The key streaming optimization: do not wait for the full LLM response before starting TTS. As soon as you have a sentence boundary (period, question mark, or exclamation point), send that sentence to TTS and start synthesizing audio while the LLM continues generating the rest.
Low-Latency TTS
Text-to-speech is historically the biggest latency sink in voice pipelines. Traditional TTS models process the entire text and return a complete audio file. Modern streaming TTS models return audio chunks within 100–300ms of receiving the first sentence.
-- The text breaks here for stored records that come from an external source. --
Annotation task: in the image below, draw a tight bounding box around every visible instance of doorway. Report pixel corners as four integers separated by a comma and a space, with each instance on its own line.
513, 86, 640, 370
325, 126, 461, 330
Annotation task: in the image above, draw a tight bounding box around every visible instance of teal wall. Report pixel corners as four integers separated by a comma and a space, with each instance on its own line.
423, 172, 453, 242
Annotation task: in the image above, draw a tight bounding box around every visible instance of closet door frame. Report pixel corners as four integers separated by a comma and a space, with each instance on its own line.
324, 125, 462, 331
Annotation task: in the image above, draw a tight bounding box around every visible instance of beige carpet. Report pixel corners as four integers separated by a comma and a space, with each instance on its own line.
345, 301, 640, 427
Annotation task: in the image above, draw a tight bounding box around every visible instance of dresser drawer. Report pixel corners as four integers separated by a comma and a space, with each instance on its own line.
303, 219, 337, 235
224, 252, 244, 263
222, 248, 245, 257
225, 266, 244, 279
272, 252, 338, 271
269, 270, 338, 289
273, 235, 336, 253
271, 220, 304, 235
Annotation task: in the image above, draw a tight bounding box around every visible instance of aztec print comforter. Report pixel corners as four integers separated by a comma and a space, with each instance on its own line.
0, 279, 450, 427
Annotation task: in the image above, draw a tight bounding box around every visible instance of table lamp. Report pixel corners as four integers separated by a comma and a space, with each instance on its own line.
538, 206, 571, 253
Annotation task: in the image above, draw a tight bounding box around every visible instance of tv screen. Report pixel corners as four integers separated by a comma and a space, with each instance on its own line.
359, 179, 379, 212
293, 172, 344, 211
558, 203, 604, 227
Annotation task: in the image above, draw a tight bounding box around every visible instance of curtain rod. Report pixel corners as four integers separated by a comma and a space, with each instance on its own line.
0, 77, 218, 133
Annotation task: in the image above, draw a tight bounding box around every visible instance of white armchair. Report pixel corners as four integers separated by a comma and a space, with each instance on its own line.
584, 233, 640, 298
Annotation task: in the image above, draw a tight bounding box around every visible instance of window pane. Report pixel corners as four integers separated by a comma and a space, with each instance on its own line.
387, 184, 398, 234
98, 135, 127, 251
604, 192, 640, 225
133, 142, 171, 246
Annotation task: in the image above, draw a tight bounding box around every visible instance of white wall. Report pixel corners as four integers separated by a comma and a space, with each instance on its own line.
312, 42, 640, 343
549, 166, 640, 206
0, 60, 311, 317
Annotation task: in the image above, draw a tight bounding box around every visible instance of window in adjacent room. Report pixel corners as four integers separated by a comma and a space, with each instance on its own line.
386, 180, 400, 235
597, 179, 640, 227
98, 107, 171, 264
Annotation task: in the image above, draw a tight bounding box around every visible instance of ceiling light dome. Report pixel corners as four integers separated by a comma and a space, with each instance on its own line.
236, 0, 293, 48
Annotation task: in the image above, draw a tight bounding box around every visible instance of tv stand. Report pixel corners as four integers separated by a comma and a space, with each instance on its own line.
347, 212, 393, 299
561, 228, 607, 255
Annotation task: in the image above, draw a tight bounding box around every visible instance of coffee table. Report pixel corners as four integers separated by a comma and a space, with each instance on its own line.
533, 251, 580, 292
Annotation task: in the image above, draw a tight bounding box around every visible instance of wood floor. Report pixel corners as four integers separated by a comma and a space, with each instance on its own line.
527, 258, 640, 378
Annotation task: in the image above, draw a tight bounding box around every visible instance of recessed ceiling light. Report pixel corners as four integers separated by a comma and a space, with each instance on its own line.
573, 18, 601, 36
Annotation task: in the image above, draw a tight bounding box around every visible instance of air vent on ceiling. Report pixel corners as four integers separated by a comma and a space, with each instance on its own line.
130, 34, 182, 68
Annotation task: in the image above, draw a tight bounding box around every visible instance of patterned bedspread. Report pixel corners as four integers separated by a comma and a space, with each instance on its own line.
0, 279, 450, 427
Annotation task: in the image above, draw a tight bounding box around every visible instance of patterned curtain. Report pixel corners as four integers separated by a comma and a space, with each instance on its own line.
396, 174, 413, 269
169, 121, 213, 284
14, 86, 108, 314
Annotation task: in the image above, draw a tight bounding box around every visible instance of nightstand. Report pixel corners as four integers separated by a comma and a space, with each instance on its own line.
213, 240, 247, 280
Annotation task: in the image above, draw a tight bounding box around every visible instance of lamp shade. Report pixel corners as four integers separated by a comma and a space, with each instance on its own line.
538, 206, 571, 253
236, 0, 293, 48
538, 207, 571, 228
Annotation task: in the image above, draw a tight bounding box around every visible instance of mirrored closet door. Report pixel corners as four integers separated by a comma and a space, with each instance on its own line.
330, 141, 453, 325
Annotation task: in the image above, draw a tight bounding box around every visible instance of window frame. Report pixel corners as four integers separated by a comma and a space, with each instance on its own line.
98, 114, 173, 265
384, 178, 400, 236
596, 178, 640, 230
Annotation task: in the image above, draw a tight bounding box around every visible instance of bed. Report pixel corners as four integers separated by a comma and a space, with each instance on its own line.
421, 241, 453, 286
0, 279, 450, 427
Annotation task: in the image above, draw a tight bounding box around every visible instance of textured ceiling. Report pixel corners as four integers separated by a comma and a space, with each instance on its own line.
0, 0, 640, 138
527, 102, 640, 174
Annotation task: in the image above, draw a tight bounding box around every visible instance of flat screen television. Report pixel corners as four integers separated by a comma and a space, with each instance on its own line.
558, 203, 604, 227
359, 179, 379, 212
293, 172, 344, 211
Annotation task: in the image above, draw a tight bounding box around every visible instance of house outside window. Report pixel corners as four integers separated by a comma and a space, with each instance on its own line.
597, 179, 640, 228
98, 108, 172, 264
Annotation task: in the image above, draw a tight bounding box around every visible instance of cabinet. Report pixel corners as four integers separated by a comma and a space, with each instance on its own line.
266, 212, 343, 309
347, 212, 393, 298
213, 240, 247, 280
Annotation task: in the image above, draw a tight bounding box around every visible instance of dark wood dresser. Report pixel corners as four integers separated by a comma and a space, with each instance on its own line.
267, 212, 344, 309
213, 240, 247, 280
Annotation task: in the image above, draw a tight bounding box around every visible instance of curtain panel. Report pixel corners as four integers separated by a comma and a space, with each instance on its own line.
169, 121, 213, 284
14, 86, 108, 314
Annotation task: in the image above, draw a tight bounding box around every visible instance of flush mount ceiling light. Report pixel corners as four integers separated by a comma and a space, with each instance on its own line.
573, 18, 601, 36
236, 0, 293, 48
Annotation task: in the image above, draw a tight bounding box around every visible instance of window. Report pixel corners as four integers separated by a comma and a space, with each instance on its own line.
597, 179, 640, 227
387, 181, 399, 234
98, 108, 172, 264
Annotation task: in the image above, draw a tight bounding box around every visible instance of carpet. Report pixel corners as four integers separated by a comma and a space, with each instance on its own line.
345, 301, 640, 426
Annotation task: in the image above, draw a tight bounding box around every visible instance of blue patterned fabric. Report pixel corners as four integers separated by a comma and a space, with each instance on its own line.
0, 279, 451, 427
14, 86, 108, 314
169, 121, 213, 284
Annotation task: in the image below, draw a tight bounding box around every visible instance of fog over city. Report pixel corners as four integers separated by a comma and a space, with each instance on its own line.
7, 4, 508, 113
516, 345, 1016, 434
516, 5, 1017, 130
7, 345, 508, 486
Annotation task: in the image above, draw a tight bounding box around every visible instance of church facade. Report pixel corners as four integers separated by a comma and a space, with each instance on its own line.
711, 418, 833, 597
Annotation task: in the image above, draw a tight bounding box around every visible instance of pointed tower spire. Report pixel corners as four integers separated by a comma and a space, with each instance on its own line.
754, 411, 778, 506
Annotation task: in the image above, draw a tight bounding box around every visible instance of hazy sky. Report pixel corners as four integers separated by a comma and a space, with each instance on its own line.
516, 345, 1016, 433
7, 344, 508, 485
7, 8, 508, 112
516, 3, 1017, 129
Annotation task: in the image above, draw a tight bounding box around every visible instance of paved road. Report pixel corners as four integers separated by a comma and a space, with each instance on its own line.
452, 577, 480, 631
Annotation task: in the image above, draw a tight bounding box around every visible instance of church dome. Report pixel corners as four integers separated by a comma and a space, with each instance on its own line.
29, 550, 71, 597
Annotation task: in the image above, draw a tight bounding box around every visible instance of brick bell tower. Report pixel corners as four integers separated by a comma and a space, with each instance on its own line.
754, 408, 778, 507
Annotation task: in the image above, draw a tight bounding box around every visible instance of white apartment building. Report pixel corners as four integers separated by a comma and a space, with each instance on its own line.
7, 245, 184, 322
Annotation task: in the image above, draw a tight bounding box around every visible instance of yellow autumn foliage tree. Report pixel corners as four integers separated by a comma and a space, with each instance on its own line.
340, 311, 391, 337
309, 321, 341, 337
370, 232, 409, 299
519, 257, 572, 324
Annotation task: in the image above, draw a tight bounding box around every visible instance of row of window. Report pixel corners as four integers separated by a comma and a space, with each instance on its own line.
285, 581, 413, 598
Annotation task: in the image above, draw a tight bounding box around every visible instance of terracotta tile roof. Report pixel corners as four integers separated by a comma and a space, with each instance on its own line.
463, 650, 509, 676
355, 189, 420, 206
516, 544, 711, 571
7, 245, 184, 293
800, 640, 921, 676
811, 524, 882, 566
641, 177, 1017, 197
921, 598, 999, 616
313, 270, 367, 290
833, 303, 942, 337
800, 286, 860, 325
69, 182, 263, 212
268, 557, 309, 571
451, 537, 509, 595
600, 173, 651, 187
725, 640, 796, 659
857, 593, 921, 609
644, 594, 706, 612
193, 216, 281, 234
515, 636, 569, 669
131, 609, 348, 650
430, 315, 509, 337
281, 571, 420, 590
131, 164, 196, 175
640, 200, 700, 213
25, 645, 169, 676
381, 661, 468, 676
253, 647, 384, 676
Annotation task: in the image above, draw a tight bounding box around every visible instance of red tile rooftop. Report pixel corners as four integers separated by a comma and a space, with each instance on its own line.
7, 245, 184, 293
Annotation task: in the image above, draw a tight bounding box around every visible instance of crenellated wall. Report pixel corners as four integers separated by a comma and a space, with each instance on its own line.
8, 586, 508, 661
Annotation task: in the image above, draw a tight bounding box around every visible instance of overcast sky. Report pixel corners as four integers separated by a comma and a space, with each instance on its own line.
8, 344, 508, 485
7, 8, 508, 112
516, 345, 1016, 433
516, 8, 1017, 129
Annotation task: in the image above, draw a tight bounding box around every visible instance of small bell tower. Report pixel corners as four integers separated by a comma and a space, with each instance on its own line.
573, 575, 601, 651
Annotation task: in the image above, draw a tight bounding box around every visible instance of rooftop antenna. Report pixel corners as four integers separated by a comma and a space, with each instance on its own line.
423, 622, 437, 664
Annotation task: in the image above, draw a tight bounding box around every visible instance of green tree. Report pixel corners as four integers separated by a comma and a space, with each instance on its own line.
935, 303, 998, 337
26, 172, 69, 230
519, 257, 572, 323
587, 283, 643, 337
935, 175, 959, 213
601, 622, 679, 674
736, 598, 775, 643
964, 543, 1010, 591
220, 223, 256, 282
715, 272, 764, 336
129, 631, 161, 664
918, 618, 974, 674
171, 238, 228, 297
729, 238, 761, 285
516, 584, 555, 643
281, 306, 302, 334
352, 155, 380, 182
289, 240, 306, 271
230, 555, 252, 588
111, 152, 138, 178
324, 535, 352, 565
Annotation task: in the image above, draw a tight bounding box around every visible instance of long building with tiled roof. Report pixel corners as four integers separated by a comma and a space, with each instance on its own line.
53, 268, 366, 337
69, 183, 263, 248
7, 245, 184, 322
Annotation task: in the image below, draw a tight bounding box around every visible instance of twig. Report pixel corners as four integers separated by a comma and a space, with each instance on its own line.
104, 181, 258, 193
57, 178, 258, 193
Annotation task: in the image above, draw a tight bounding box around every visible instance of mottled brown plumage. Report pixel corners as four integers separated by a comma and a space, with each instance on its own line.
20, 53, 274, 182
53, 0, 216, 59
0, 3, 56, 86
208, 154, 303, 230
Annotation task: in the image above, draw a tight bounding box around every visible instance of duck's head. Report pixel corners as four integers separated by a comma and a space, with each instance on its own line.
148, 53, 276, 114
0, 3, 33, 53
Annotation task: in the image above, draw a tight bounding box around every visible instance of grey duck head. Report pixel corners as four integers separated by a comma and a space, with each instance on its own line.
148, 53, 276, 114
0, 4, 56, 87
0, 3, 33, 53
- ElevenLabs (streaming mode): Best voice quality, sub-400ms first-audio-chunk latency via streaming API
- Kokoro: Open-source, runs locally, surprisingly good quality for an on-prem option, ~200ms first chunk
- Coqui XTTS v2: Good for voice cloning use cases, slightly higher latency than Kokoro
- F5-TTS: Fast, lightweight, zero-shot voice cloning — excellent for applications requiring custom voices
For the voice AI product we built, we used ElevenLabs in streaming mode with sentence-boundary chunking from the LLM. The first audio chunk arrives at the client before the LLM has finished generating the complete response.
Latency Results
Measured on the production deployment (5-second average user utterance, 2-sentence average LLM response):
- STT (faster-whisper large-v3 on A10G): 180ms median, 290ms p95
- LLM TTFT (Llama 3.1 70B on vLLM, 2x A100): 310ms median, 480ms p95
- TTS first audio chunk (ElevenLabs streaming): 220ms median, 340ms p95
- Total pipeline (user stops talking → first audio plays): 720ms median, 1.1s p95
- Well within the 2-second target, with headroom for network variance
What We Learned
The biggest lesson from building this pipeline: latency problems compound. A 100ms regression in any stage is a 100ms regression in user experience. Instrument every stage with percentile latency tracking from day one — do not wait for a complaint.
Also: audio quality and response quality matter more than speed past a certain point. A 1.5-second response with excellent voice quality and a helpful answer is better than a 0.8-second response with robotic audio and a wrong answer. Optimize for the 2-second target, then invest the remaining effort in quality.